Dua ekor sapi kurban dengan bobot masing-masing lebih dari satu ton tersebut diserahkan langsung oleh Bupati Armia kepada Datok Penghulu sebagai perwakilan masyarakat. Dalam sambutannya, Bupati menegaskan bahwa bantuan tersebut merupakan amanah langsung dari Presiden.
“Atas nama Presiden , saya menyerahkan sapi kurban ini kepada masyarakat Kampung Sekumur dan Kampung Purwodadi. Ini adalah bukti bahwa negara hadir dan tidak melupakan rakyatnya, terutama dalam kondisi sulit,” ujar Armia di hadapan warga.
Ia menjelaskan, hewan kurban tersebut akan disembelih pada Hari Raya Idul Adha, Rabu (27/5/2026), dan dagingnya akan didistribusikan secara merata kepada masyarakat, terutama keluarga yang terdampak langsung oleh banjir.
Lebih lanjut, Bupati Armia menyampaikan apresiasi dan rasa terima kasih atas perhatian Presiden terhadap masyarakat “Bumi Muda Sedia”. Menurutnya, bantuan ini bukan hanya bernilai materi, tetapi juga menjadi suntikan semangat bagi warga yang tengah menghadapi masa pemulihan.

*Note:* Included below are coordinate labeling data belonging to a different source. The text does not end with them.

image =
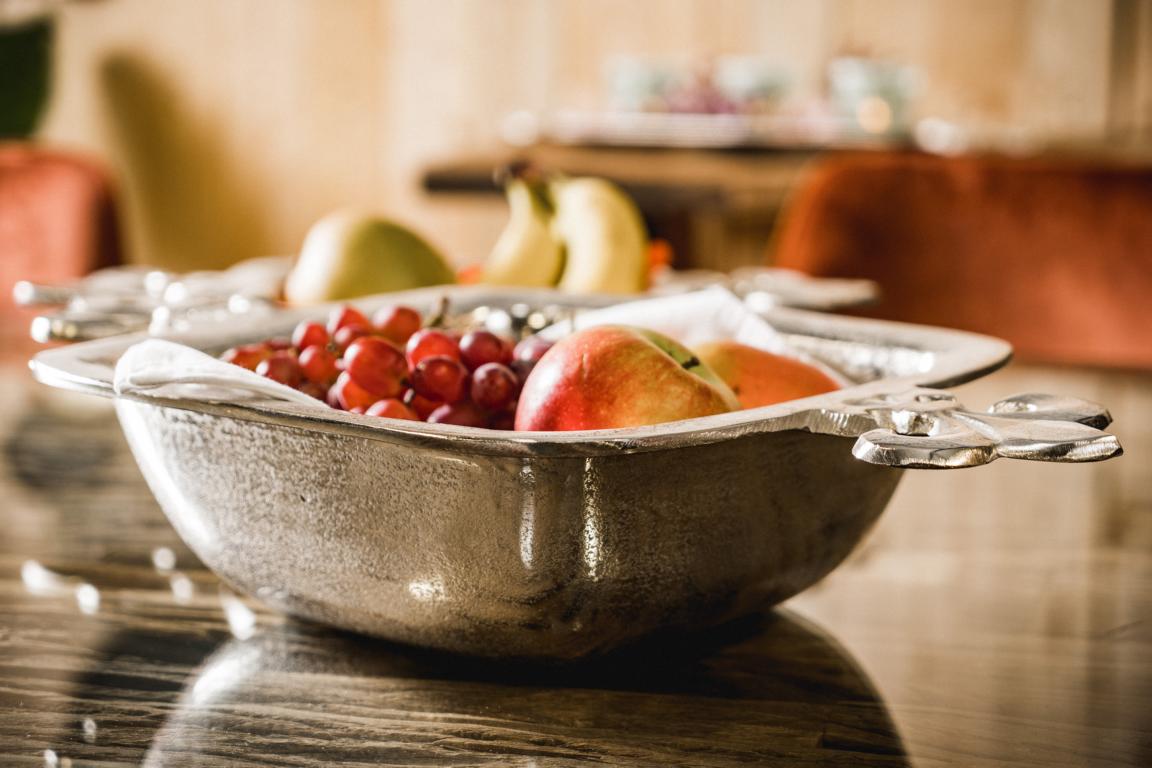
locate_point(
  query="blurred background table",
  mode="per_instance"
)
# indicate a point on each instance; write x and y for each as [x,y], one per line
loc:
[995,616]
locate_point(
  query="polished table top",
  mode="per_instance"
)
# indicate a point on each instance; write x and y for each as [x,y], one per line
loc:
[997,616]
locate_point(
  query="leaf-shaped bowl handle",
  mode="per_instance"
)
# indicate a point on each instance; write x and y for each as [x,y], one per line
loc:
[929,428]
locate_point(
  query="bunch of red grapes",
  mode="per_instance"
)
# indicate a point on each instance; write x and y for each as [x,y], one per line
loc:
[395,367]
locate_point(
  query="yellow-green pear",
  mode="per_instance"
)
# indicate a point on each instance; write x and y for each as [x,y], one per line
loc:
[348,255]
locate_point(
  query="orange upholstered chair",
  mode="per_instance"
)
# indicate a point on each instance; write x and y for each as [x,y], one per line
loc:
[1053,256]
[58,222]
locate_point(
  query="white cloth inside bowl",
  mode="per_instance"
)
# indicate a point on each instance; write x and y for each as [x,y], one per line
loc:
[164,369]
[697,318]
[157,367]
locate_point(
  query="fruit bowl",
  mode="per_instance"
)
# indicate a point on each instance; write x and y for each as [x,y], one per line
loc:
[563,545]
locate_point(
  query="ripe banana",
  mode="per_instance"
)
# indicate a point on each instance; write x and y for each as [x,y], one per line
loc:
[603,234]
[527,252]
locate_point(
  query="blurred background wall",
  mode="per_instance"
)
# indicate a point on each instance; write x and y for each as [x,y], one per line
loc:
[233,124]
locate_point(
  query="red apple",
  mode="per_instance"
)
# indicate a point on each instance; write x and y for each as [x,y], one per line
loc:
[760,378]
[611,377]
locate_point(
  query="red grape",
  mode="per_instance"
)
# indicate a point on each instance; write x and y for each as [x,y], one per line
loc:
[346,316]
[309,334]
[440,378]
[493,386]
[422,405]
[319,364]
[377,365]
[281,366]
[427,342]
[346,394]
[392,409]
[348,334]
[398,324]
[247,356]
[465,415]
[480,347]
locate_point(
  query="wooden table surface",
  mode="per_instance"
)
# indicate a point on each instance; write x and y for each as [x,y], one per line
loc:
[997,616]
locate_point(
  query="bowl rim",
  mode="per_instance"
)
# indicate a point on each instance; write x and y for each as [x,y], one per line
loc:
[957,356]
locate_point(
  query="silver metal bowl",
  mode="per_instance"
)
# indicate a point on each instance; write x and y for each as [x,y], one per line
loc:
[563,545]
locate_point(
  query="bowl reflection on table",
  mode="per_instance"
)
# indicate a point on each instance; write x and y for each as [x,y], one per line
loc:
[525,545]
[772,686]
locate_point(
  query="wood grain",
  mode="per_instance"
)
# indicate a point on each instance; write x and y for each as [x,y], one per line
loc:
[997,616]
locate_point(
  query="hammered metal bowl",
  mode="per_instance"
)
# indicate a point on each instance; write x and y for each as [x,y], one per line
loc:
[559,546]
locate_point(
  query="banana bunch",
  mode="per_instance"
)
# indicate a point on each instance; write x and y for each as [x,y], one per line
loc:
[582,235]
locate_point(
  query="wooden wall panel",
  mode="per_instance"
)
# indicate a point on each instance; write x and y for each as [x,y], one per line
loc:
[234,124]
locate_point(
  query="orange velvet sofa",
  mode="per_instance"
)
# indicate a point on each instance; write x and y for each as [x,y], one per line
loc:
[1053,256]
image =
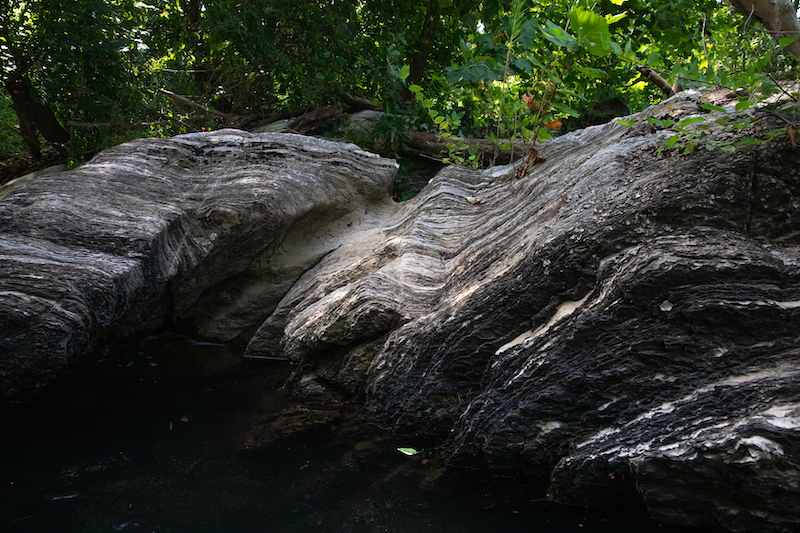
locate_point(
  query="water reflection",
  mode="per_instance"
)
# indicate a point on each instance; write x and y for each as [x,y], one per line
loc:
[171,435]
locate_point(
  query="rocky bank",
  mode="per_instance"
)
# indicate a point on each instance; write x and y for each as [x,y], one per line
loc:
[621,320]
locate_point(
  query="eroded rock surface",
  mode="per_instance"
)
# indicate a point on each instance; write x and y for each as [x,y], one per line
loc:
[210,228]
[620,321]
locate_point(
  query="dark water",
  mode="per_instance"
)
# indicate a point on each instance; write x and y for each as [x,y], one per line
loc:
[172,435]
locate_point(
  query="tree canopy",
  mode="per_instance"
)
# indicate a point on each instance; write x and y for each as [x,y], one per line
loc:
[80,75]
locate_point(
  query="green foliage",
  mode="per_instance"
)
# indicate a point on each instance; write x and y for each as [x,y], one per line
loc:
[458,66]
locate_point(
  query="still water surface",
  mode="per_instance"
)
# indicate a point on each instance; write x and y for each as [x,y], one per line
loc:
[172,435]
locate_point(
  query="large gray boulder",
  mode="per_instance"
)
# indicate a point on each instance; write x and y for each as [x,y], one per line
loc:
[622,321]
[210,229]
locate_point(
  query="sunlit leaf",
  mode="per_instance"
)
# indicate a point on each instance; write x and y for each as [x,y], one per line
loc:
[405,70]
[672,140]
[592,72]
[591,31]
[611,19]
[408,451]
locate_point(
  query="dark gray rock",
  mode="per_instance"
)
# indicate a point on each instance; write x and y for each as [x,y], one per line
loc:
[621,321]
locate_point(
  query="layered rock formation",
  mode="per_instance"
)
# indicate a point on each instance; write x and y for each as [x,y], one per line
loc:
[620,320]
[207,228]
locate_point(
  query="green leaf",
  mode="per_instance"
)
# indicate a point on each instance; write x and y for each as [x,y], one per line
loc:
[592,31]
[628,52]
[405,70]
[611,19]
[786,41]
[558,35]
[688,121]
[672,140]
[592,72]
[408,451]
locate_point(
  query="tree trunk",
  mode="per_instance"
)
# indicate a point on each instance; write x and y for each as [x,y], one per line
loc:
[33,115]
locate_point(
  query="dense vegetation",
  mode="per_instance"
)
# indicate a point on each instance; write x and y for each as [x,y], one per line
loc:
[92,73]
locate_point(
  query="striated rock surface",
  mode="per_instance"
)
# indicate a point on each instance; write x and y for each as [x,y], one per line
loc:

“Di tengah kondisi sulit, bantuan ini menjadi penguat moral dan semangat kebersamaan. Idul Adha mengajarkan kita tentang keikhlasan, kepedulian, dan pentingnya berbagi,” tambahnya.
Sementara itu, para Datok Penghulu dan perwakilan masyarakat menyambut bantuan tersebut dengan penuh rasa syukur. Mereka mengucapkan terima kasih kepada pemerintah pusat dan daerah atas perhatian yang diberikan.
Penyerahan bantuan ini turut dihadiri oleh sejumlah pejabat daerah, tokoh adat, serta tokoh masyarakat. Momen tersebut menjadi simbol kuat solidaritas dan kepedulian sosial, sekaligus mempererat kebersamaan di tengah ujian bencana yang melanda Aceh Tamiang. ( D. Yogi. S ).